The Swift Instruments
Swift has a complement of three instruments for studying gamma-ray bursts and their afterglow:
Swift Instrument Cooperation
Swift's three instruments work together to glean as much information about each burst as possible. Swift's multiwavelength observations of GRBs and afterglow are completely simultaneous. The XRT and UVOT have co-aligned fields-of-view, both within the BAT field-of-view, so that any source can be observed in all three wavebands.
When a GRB occurs, the BAT will be the first of Swift's instruments to detect it. Within about 10 seconds of the burst trigger, the BAT produces a burst localization, which is transmitted to ground observers. In addition, the BAT's position is fed to the Swift spacecraft so a slew can be performed, bringing the GRB into the XRT and UVOT's fields-of-view.
Within about 60 seconds of a burst trigger, the XRT refines the BAT position. The UVOT produces an even-more accurate localization within about 200 seconds of the burst trigger. During all of this, the BAT continues observing the GRB to obtain a picture of how the gamma-ray emission evolves over time. X-ray spectra are distributed to the community after about 1200 seconds (20 minutes), and the UVOT filters complete their cycles after about 7200 seconds (2 hours). Together, these observations provide a clear picture of the GRB and its afterglow over time in three distinct wavebands.
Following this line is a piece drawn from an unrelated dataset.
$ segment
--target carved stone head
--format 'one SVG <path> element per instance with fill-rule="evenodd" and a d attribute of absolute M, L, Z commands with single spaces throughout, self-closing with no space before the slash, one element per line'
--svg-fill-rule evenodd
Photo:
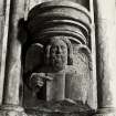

While not engaged in observations of a new GRB, Swift's telescopes perform preprogrammed observations, which include long-term follow-up of GRBs as well as other science.
Swift and Other Telescopes
Past and current advances in the understanding of gamma-ray bursts (GRBs) have come from the cooperation of many telescopes observing different wavebands. While Swift has the capability of making multiwavelength observations of GRBs, continued multiwavelength observations of GRBs by other telescopes is not only anticipated but is invaluable.
Swift facilitates community-wide contributions to GRB science in two ways. First, Swift disseminates GRB positions as soon as they are available. This allows operators of other satellite and ground-based telescopes to schedule immediate observations when feasible. Second, if a GRB is discovered by another telescope, the coordinates can be uploaded to Swift so that it can perform rapid observations of these bursts.